Maybe modern medicine is on to something but a few experiences make me wonder if symptoms like these have less to do with physiological conditions than they do with choices.
When my brother was a teenager, he was often cranky in the morning. My mother noted which days were the worst and diagnosed his problem as not having enough sleep the night before. Now as an adult, he has learned to go to bed earlier but has also discovered that tired or not, he can choose to be cheerful.
All through my own life, I’ve had PMS. It has affected my behavior but a wise person told me how to handle it. She said, “Sure, your body hormones are out of whack, but observe yourself when this happens. You will discover all the areas of life where you have weaknesses that need to be taken to God. Keep track. When you are back to ‘normal,’ review them and confess the sins. He will cleanse you and the next time will not be so difficult.”
She was right. For me, each bout with PMS became an opportunity to see and confess sinful attitudes and fears that came out only when I was physically ‘weak.’ As I brought them to God, He forgave and cleansed me at a deep level. Gradually, the hormone swings stopped affecting my mood.

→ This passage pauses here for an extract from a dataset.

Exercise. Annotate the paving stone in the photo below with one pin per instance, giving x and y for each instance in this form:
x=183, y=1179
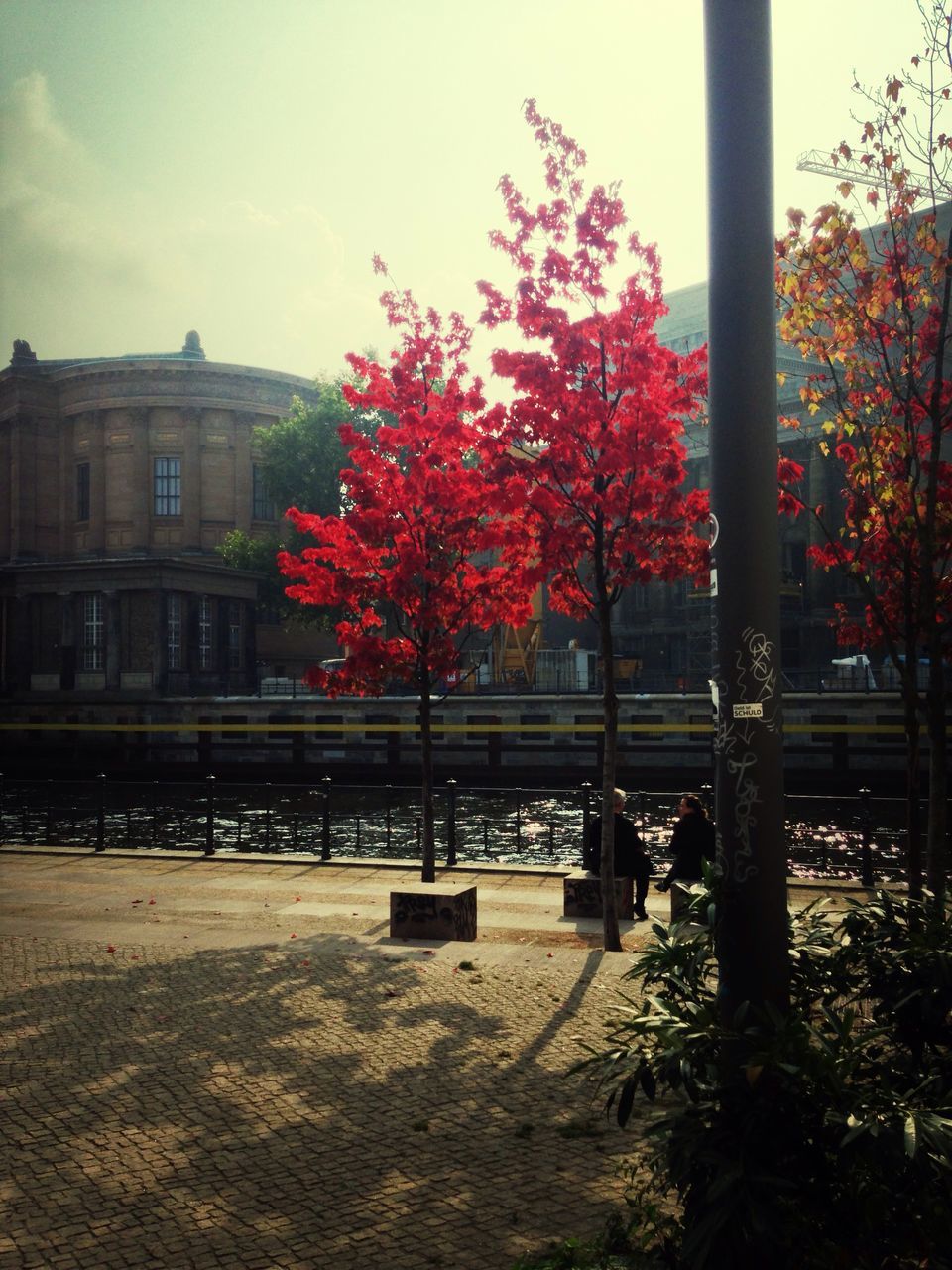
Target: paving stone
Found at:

That does not mean God says,“it’s all in your head” (or heart) and ignores genuine physical needs. The Bible gives many instances where He puts the body first. In 1 Kings 19, the prophet Elijah ran several kilometers, confronted an evil king, received a death threat from the queen, ran even farther to escape, then collapsed under a tree and wished himself dead. God could have rebuked him for his negative attitude and for being afraid of a mere mortal. Instead, He ordered food and rest. Soon Elijah was back on his feet, encouraged and ready to do God’s will. In other words, Elijah’s fatigue contributed to his discouragement. Nevertheless, his lack of courage was fear and a lack of trust. He was afraid God would not help him.
When we get into a situation where we are fearful and discouraged, we need to remember that “God is not the author of fear but of love, power, and a sound mind.” He is able to help us. We must also remember that whenever Jesus was tired, He never used fatigue as an excuse to be rude, cranky or to ignore people. When He took His disciples to a remote place to rest from their exhaustion, the demanding crowds followed. Jesus was tired too but He took care of the needs of the multitude anyway.
Scripture offers many exhortations about our attitudes and clearly tells us that our lives should be governed by love, God’s power, and sound thinking. There are no disclaimers. Even if SAD or GAD or any other disorder is genuine, we can still love others. Courage, grace, power and joy are still available from the Lord.
Some of the most cheerful people I know have chronic illnesses or are in pain. Sadly, the same is true for some of the crankiest people I know. Lord, when my back hurts or things are not going well, help me to deal with whatever it is in a wise way but also help me remember that You are here with me. With Your help, I can remain loving and cheerful.